Em 1982, casou-se com Abel Ribeiro dos Santos. Três anos depois, nasceram os filhos gêmeos, Abel Júnior e Sibele. A maternidade trouxe novos desafios e, por um momento, ela pensou em deixar a profissão para se dedicar exclusivamente à família. A decisão mudou após uma conversa com o então juiz Gercy Bezerra Lino Tocantins, que a incentivou a conciliar a carreira com a vida de mãe.
Quando as mudanças tecnológicas começaram a transformar a rotina dos cartórios, Sirlene decidiu antecipar sua aposentadoria. A despedida da máquina de escrever também marcou o encerramento de um ciclo profissional.
Mas a aposentadoria foi apenas o início de uma nova etapa. Ao lado do marido, ela passou mais de 20 anos trabalhando em uma loja de móveis e eletrodomésticos da família. Somente durante a pandemia da Covid-19, em 2020, reduziu o ritmo e descobriu um novo significado para a palavra “aposentar”.
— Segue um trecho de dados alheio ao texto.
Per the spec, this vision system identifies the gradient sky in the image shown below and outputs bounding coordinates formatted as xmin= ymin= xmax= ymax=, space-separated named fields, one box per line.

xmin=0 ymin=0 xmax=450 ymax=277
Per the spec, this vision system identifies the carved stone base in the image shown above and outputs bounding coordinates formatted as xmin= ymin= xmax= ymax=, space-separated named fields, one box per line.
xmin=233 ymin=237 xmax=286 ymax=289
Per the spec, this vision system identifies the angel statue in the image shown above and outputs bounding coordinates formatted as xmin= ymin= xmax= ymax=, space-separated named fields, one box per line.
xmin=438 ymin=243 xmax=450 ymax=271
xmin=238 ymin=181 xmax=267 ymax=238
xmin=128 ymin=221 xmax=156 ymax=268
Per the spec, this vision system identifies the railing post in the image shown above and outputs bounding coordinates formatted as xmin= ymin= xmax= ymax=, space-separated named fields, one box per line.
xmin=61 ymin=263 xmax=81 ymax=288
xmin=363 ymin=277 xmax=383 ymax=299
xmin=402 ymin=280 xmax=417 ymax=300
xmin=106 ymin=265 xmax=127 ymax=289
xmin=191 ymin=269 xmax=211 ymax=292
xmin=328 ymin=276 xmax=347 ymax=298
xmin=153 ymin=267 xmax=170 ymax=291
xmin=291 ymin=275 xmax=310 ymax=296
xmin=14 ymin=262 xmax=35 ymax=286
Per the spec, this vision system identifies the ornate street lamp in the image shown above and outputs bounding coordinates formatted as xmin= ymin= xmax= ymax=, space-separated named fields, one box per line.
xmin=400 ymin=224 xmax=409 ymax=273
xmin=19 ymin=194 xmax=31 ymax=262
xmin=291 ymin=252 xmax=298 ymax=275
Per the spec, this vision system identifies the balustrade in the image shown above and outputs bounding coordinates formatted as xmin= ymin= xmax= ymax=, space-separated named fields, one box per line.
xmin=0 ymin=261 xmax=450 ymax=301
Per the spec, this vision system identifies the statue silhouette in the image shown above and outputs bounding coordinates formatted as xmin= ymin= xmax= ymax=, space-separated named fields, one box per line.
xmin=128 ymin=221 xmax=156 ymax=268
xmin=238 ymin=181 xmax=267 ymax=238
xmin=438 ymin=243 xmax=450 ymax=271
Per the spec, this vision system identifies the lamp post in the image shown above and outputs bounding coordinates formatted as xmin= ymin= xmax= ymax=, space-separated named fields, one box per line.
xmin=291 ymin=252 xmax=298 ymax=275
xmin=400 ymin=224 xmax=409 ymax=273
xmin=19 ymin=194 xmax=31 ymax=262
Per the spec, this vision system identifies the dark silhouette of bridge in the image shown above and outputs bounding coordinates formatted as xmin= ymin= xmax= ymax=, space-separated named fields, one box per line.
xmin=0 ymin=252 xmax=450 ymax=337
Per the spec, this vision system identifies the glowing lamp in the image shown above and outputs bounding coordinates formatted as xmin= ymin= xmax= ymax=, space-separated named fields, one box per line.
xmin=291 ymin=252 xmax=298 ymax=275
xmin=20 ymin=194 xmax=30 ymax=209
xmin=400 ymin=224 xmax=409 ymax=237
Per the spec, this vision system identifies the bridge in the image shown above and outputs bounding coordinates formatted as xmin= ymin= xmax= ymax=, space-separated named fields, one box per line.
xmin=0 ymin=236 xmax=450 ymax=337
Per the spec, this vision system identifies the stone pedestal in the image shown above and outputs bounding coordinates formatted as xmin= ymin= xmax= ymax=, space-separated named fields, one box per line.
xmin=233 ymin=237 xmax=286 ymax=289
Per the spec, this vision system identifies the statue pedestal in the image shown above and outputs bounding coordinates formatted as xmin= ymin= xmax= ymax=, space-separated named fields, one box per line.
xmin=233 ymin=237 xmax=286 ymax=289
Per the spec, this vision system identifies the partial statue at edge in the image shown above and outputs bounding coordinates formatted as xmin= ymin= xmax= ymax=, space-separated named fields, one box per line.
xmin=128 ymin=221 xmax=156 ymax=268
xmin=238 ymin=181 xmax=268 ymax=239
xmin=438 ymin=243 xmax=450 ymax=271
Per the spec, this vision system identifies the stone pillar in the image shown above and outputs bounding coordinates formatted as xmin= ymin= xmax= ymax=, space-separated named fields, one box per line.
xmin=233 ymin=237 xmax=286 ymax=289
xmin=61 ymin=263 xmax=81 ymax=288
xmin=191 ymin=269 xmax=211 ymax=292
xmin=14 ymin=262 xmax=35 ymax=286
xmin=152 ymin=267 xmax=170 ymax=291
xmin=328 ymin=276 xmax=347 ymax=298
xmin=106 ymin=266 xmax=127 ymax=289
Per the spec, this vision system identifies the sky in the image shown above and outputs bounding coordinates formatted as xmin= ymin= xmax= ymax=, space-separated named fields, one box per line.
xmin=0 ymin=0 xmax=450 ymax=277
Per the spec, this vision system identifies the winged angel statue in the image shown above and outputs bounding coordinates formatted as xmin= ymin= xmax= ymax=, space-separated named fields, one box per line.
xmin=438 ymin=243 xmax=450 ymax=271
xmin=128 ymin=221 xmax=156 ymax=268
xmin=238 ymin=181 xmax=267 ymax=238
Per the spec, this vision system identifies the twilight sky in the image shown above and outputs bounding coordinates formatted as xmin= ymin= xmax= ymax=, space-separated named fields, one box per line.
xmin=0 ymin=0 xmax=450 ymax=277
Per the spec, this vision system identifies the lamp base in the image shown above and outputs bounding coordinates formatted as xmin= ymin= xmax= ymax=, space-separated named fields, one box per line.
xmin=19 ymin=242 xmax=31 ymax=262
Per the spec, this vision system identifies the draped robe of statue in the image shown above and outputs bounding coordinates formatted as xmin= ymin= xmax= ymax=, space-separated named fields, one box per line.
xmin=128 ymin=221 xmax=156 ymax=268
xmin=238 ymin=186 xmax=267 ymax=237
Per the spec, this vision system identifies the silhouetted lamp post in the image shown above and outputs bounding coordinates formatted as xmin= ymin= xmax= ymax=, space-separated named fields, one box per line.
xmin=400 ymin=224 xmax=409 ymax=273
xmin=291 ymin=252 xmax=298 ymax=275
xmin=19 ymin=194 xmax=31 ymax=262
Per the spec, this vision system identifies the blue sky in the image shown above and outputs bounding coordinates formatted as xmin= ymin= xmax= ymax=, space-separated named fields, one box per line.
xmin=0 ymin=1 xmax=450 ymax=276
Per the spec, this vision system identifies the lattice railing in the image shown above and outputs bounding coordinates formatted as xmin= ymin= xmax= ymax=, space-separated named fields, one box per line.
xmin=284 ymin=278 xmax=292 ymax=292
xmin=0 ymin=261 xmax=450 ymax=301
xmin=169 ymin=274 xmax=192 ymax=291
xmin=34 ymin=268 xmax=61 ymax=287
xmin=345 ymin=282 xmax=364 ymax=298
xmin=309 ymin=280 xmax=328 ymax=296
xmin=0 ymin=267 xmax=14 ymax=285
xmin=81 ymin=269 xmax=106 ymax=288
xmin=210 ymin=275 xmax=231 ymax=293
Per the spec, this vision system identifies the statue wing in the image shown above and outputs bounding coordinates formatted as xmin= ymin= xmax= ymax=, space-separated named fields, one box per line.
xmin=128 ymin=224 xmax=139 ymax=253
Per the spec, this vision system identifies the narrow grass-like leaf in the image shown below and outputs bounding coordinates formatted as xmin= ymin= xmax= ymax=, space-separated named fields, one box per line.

Hoje, aos 73 anos, dedica parte do tempo ao trabalho voluntário, mantém uma rotina ativa e continua acreditando que sempre há algo útil a ser feito.
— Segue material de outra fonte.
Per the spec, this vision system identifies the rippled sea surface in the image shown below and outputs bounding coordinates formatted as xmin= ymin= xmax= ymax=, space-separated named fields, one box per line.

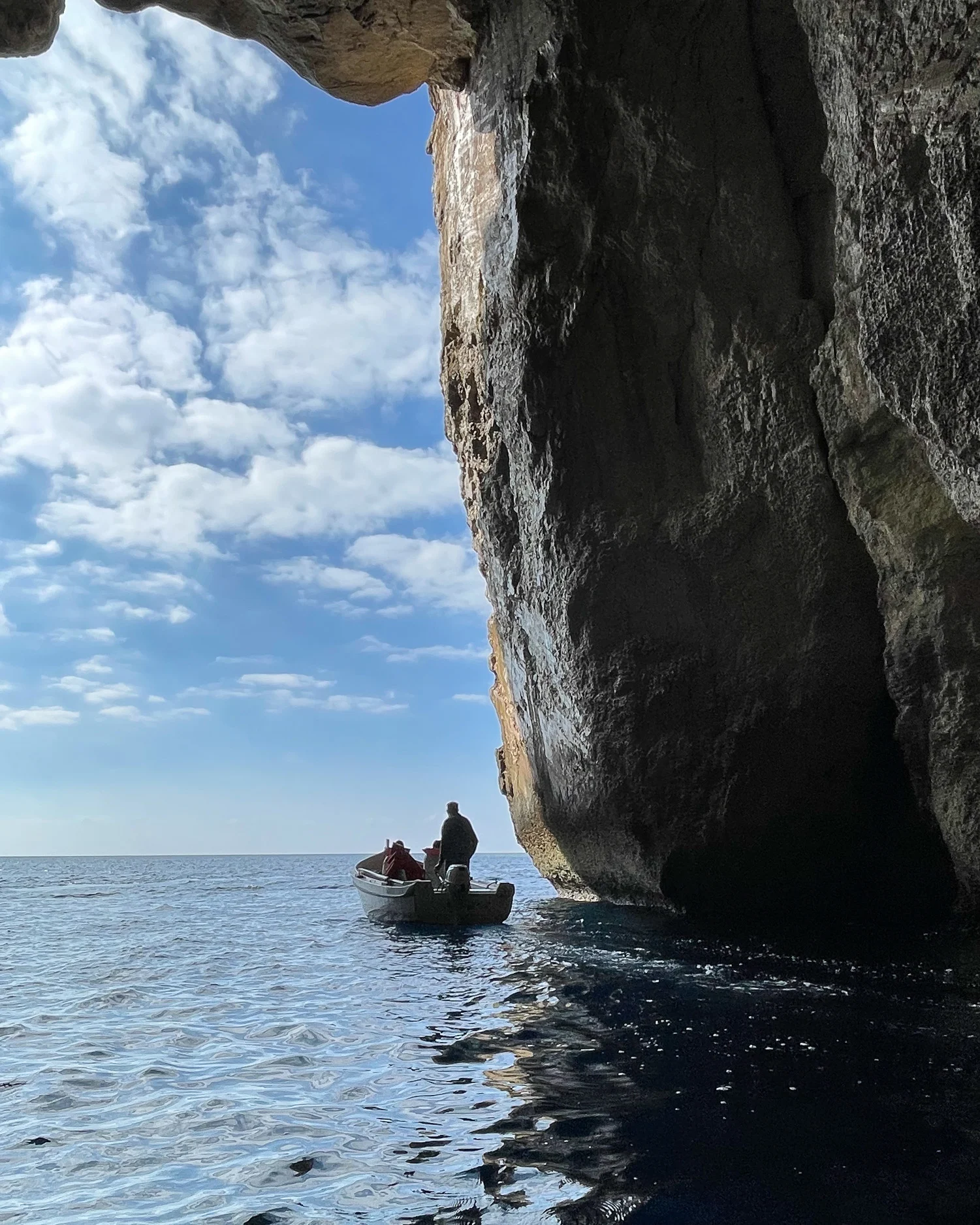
xmin=0 ymin=856 xmax=980 ymax=1225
“O sol nunca me pega na cama”, conta. Ela diz que não gosta de rotina, procura ocupar o tempo com atividades manuais e encara com serenidade as limitações impostas pela idade e pelos problemas de saúde. “Não sou de reclamar nem de ficar murmurando. Cuido do corpo, mas me preocupo ainda mais com a saúde da alma.”
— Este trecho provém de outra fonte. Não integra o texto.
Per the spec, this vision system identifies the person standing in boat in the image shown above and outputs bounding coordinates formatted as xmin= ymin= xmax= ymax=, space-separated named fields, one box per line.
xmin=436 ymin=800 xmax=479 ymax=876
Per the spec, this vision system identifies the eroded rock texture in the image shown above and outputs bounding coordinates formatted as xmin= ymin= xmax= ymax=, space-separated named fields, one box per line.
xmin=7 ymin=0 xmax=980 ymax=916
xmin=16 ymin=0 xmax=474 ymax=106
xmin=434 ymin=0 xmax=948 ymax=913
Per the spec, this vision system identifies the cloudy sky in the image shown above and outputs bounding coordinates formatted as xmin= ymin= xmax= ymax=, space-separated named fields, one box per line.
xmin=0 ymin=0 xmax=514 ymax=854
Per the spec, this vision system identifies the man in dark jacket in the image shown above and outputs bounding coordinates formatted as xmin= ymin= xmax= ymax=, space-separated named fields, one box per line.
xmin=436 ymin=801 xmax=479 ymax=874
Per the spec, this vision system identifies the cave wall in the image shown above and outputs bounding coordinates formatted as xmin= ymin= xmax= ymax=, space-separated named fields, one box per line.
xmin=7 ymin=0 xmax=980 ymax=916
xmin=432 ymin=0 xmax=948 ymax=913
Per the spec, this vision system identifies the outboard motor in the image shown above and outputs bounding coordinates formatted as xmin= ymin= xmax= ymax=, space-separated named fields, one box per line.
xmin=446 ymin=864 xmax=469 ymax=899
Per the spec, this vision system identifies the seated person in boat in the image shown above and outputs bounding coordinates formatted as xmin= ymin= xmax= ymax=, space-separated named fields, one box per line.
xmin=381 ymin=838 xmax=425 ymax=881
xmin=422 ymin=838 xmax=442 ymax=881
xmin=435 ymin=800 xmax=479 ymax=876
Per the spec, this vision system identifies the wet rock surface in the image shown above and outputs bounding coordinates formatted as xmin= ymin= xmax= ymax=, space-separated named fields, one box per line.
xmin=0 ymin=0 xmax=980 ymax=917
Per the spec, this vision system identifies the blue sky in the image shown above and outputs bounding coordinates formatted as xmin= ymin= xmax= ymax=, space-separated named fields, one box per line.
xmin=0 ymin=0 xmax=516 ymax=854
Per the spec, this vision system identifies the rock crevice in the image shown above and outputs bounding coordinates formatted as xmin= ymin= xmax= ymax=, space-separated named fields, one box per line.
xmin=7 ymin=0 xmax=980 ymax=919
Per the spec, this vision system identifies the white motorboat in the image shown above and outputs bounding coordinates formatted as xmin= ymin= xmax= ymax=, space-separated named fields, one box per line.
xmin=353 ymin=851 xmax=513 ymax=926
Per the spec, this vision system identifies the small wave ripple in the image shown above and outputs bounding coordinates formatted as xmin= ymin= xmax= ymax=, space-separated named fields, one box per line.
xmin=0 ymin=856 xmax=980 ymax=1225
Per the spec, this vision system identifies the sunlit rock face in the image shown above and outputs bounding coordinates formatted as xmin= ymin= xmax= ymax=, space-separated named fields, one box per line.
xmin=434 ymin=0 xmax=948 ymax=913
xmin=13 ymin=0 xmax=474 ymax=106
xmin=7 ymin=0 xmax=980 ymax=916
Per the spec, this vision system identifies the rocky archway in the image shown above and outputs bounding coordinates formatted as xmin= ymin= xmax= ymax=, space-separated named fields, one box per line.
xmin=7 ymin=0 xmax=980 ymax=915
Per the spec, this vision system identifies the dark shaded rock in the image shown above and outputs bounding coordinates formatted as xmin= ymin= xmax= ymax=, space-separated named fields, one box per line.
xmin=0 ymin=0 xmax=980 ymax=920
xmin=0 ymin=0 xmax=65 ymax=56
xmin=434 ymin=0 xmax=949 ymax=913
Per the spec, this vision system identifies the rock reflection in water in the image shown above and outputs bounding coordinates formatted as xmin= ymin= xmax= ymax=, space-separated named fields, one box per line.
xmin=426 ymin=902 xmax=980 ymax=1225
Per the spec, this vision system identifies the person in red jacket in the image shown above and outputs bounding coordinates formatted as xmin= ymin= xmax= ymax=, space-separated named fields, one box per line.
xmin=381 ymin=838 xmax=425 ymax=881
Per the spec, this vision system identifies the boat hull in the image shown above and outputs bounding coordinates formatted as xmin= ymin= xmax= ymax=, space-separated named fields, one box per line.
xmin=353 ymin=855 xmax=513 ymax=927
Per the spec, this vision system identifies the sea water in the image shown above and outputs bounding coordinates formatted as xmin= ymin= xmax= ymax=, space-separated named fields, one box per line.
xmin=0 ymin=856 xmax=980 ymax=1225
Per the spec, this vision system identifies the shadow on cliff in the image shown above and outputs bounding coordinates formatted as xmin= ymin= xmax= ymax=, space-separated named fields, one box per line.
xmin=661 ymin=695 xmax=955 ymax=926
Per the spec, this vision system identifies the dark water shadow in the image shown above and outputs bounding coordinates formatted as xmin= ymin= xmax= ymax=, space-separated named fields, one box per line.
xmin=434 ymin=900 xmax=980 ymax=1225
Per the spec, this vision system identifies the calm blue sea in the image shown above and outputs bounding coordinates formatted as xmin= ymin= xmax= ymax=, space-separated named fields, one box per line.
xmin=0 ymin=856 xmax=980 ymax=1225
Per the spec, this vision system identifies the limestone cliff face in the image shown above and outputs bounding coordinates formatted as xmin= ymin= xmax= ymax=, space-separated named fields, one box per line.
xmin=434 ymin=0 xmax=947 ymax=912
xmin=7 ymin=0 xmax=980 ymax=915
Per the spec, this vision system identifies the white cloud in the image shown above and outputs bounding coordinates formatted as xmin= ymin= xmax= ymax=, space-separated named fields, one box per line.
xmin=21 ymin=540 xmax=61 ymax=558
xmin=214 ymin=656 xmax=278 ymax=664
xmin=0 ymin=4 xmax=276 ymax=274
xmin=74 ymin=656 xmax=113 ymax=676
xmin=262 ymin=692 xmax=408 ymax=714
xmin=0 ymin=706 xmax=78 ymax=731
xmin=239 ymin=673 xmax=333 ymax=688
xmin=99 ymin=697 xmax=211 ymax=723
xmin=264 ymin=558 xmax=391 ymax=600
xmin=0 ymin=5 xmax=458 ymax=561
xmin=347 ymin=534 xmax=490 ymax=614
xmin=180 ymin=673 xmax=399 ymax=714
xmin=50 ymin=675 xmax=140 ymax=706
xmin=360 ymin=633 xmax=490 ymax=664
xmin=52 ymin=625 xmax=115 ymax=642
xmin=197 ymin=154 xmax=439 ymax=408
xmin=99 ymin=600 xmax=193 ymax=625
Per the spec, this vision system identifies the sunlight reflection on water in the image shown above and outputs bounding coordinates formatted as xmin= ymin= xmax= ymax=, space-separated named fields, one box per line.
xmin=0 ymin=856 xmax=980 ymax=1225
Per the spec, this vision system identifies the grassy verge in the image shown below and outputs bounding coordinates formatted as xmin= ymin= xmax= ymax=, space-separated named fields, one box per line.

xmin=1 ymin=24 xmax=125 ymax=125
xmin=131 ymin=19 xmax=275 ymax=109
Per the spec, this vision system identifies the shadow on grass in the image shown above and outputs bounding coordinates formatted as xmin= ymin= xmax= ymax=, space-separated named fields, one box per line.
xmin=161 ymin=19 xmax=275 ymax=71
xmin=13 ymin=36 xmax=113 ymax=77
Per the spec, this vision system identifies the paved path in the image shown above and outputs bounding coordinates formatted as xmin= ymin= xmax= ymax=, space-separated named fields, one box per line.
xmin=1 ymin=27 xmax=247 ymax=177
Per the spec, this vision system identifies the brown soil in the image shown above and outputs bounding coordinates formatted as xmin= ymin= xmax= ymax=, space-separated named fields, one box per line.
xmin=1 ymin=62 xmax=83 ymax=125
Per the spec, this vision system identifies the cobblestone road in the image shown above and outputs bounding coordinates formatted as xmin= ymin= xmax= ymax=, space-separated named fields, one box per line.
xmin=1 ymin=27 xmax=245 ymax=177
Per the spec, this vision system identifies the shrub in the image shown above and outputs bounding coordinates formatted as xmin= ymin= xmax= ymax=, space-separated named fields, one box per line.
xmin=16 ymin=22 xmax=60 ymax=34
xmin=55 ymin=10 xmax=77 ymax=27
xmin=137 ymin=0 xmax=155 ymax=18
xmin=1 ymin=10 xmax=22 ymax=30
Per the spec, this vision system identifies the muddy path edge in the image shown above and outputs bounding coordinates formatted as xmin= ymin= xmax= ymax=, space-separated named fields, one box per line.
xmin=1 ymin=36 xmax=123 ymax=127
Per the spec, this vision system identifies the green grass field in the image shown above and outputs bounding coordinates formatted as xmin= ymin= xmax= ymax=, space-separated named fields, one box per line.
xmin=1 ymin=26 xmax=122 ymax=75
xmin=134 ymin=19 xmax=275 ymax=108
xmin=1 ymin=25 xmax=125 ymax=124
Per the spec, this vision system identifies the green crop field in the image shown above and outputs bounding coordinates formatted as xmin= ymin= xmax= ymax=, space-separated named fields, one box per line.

Católica, encontra na fé a força para enfrentar os desafios da vida. Também considera sua maior missão manter a família unida. Casada há mais de quatro décadas, mãe de dois filhos e avó de três netos, acredita que os laços familiares são o maior patrimônio que alguém pode construir.
Leitora, escritora nas horas vagas e apaixonada por fazer surpresas e visitar amigos, Sirlene segue vivendo cada dia com gratidão e propósito.
Ela costuma comparar a vida a uma mala de viagem. Para ela, cada gesto de amor, cada boa ação, cada perdão concedido ou recebido ajuda a preparar essa bagagem para a grande jornada.
“Deus nos dá tempo para arrumar essa mala. O importante é enchê-la de boas obras, amor e perdão.”
A história de Sirlene mostra que a aposentadoria pode representar o encerramento de uma carreira, mas nunca de uma vocação. Continuar servindo, cuidar da família, cultivar a fé e viver com propósito são escolhas que seguem guiando seus dias.